Young Journalists Club | Latest news of Iran and world

News ID: 62
Publish Date: 11:35 - 17 February 2013
Aniseh Bassiri, international affairs expert living in Italy, believes that only technical government would carry the best chances to resolve the economic problems of the country.
Aniseh Bassiri Tabrizi who is a doctoral student at King's College London answers YJC's questions about Italy parliament election in a written answer.

Text of the interview is as follows,

1. Since the economic situation is the most important agenda for political groups in the next parliamentary election, which of the groups from the left to right will have the best solution for the economic problem?

Only a technical government would carry the best chances to resolve the economic problems of the country, but since this is not an option, Italy’s best shot in overcoming its economic and financial crisis would be a continuation of Monti’s leadership through the election of the center coalition led by him. Whoever will be in power will need to carry on the European measures introduced in the last year, but the risk is that both the center-left and the center-right coalitions would be way too politicized to do that.

2. How do you see the Berlusconi’s bloc chance to take the power in the election since he was facing many scandals when he was in office?

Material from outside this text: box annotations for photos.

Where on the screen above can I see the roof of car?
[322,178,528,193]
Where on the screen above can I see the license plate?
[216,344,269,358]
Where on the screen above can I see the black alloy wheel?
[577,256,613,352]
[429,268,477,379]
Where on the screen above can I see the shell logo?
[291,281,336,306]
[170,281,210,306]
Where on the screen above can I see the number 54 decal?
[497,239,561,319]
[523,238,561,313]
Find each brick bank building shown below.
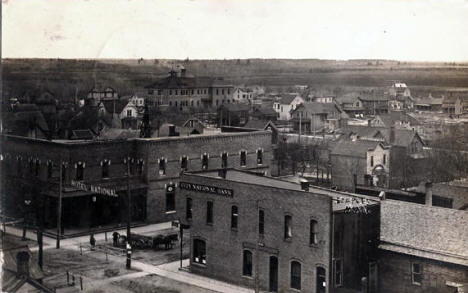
[177,169,379,293]
[1,131,271,234]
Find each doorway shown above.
[315,267,327,293]
[268,256,278,292]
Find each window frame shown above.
[411,262,423,286]
[242,249,253,278]
[231,205,239,230]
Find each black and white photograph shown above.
[0,0,468,293]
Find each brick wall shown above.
[177,171,331,292]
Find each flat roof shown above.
[186,169,380,211]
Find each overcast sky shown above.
[2,0,468,61]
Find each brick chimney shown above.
[389,126,395,145]
[426,181,432,206]
[16,251,29,276]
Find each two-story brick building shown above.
[177,169,378,293]
[2,131,271,233]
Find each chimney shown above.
[218,168,227,179]
[426,181,432,206]
[389,126,395,145]
[16,251,29,276]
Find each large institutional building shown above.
[146,68,235,110]
[2,131,272,234]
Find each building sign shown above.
[71,180,118,197]
[179,182,234,197]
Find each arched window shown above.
[242,250,252,277]
[231,206,239,229]
[284,215,292,239]
[309,220,318,244]
[192,239,206,265]
[291,261,301,290]
[185,197,192,220]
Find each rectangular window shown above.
[202,153,208,170]
[101,160,110,178]
[257,149,263,165]
[206,201,213,224]
[309,220,318,244]
[180,156,188,171]
[231,206,239,229]
[284,215,292,239]
[411,263,422,285]
[47,161,54,179]
[192,239,206,265]
[240,151,247,167]
[166,184,175,212]
[221,152,228,168]
[185,197,193,220]
[75,162,85,181]
[159,158,166,176]
[333,258,343,287]
[258,210,265,235]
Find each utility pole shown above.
[55,157,63,249]
[255,199,260,293]
[127,156,132,269]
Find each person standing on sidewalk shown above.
[89,233,96,250]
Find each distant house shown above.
[251,103,279,121]
[442,93,468,116]
[291,102,347,133]
[358,94,388,115]
[232,87,253,103]
[273,94,305,120]
[2,103,50,138]
[370,112,424,134]
[414,94,444,112]
[87,87,119,102]
[338,94,364,118]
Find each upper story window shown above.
[75,162,86,181]
[258,210,265,235]
[137,159,145,175]
[291,261,301,290]
[231,206,239,229]
[185,197,193,220]
[206,201,213,224]
[47,160,54,179]
[192,239,206,265]
[158,157,167,176]
[257,149,263,165]
[411,263,422,285]
[242,250,253,277]
[101,159,111,178]
[240,151,247,167]
[166,183,175,212]
[309,220,318,244]
[221,152,228,168]
[284,215,292,239]
[180,156,188,171]
[202,153,210,170]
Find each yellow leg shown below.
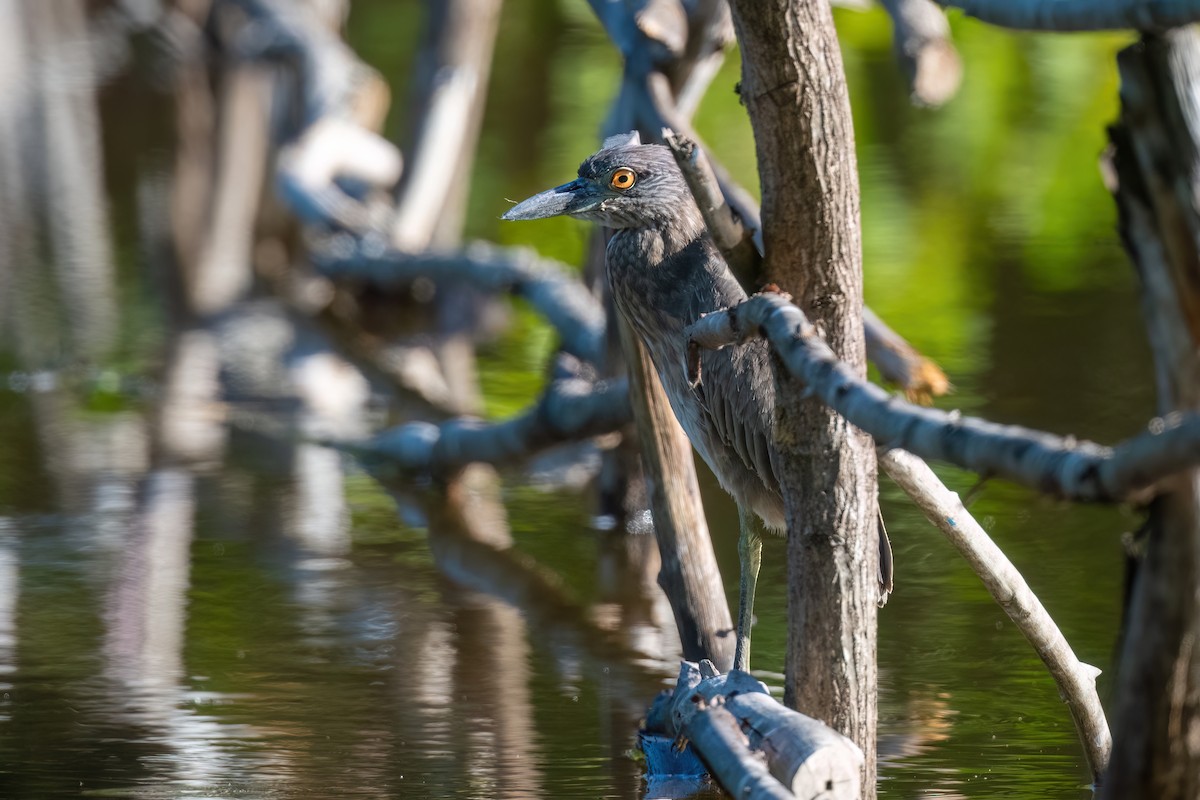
[733,506,762,670]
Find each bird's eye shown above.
[608,167,637,192]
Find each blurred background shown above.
[0,0,1152,799]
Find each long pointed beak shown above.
[500,178,602,219]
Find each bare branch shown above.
[880,450,1112,783]
[313,236,605,363]
[662,130,762,281]
[863,306,950,405]
[880,0,962,106]
[348,359,632,476]
[662,128,950,403]
[686,295,1200,503]
[937,0,1200,31]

The pools released last Friday, the last one available given the two-weeks halt prior to the elections, give the centre-left coalition as leading, even though the margin with the Berlusconi’s centre-right coalition has diminished to only 5-6 points. The doubt still lies on the Senate result, which because of the electoral law in place, might destabilize the results predicted and force the Pierluigi Bersani’s centre-left coalition to govern in accord with Monti’s centrist alliance.

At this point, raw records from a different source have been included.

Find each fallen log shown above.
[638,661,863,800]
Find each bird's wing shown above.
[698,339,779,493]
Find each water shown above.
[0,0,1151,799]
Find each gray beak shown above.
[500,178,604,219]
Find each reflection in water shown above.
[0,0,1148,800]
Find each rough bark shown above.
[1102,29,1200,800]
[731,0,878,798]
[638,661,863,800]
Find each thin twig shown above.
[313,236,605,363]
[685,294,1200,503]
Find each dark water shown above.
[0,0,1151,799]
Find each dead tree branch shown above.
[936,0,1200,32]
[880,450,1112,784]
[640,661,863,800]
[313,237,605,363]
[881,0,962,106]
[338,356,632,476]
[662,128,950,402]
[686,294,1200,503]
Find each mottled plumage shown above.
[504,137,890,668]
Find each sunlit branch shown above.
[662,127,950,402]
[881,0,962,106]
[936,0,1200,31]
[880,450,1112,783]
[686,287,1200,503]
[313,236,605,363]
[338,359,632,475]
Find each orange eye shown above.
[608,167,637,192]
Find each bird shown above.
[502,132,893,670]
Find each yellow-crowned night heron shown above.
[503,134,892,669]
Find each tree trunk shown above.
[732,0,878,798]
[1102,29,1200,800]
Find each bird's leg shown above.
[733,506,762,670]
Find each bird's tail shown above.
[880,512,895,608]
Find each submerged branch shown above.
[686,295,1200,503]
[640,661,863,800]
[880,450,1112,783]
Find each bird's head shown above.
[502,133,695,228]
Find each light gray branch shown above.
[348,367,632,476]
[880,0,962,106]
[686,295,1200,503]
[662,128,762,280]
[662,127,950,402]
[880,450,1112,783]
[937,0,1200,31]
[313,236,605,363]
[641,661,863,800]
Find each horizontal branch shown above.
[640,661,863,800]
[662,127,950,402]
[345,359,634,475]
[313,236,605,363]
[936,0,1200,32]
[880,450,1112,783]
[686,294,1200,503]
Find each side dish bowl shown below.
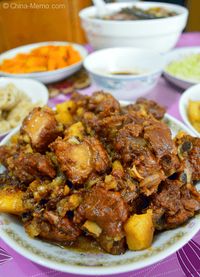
[83,47,164,100]
[163,47,200,89]
[179,84,200,137]
[0,103,200,276]
[0,41,87,84]
[79,2,188,52]
[0,77,49,139]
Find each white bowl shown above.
[163,47,200,89]
[83,47,164,100]
[0,107,200,276]
[0,41,88,84]
[0,77,49,139]
[179,84,200,137]
[79,2,188,52]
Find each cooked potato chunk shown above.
[56,100,76,113]
[0,189,24,214]
[124,210,154,250]
[55,112,73,124]
[187,100,200,132]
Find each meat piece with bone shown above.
[20,107,61,152]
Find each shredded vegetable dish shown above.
[166,54,200,82]
[101,6,177,21]
[0,92,200,255]
[0,45,82,74]
[0,83,39,134]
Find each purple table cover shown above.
[0,33,200,277]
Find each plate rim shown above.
[0,108,200,276]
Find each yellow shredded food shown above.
[0,45,82,74]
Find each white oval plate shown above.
[0,77,49,138]
[179,84,200,137]
[163,47,200,89]
[0,41,88,84]
[0,109,200,276]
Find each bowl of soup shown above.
[79,2,188,52]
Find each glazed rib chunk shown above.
[7,152,56,183]
[0,91,200,255]
[51,137,110,184]
[74,187,128,254]
[20,107,61,152]
[151,180,200,230]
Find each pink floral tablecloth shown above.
[0,33,200,277]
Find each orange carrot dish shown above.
[0,45,82,74]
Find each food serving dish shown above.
[0,92,200,275]
[0,41,87,84]
[83,47,164,100]
[179,84,200,137]
[79,2,188,52]
[163,47,200,89]
[0,77,49,138]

3. Due to the fact that austerity measures in the past two years have hurt the citizens of Italy, how do you evaluate the pro-European and pro-German blocs in the election?

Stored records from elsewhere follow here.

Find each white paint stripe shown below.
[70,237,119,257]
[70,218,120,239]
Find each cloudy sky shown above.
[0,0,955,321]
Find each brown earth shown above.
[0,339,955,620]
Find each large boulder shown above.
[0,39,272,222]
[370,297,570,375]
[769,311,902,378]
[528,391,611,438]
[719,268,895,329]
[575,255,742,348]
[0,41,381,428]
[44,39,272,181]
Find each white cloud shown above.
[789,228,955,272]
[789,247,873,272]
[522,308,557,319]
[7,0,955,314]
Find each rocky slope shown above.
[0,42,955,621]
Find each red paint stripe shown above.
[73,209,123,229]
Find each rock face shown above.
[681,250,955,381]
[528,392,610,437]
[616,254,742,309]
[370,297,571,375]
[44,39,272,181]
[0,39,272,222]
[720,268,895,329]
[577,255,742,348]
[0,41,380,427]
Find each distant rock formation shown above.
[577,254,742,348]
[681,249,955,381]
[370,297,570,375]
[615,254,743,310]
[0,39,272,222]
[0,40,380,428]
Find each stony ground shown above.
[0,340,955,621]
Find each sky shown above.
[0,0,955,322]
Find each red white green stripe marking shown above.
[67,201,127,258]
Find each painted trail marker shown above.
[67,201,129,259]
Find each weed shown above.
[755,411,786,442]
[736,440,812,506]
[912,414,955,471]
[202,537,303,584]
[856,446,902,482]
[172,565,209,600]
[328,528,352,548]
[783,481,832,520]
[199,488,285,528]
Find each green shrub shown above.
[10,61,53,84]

The debate over Europe and more in general over the Italian foreign policy has been very limited throughout the electoral campaign; therefore it is very difficult to judge. Italy is divided on this topic and many of the racing parties had internal frictions over where to stand on the economic measures imposed by Germany and on the future of Europe in more general terms. Although euro skepticism is spreading for economic and also political reasons, Monti has been and still continues to be a strong supporter of the measures promoted by the EU and the respect and international credential that Italy regained under his ruling makes it difficult for the other parties to completely disregard a pro-German and pro-European position.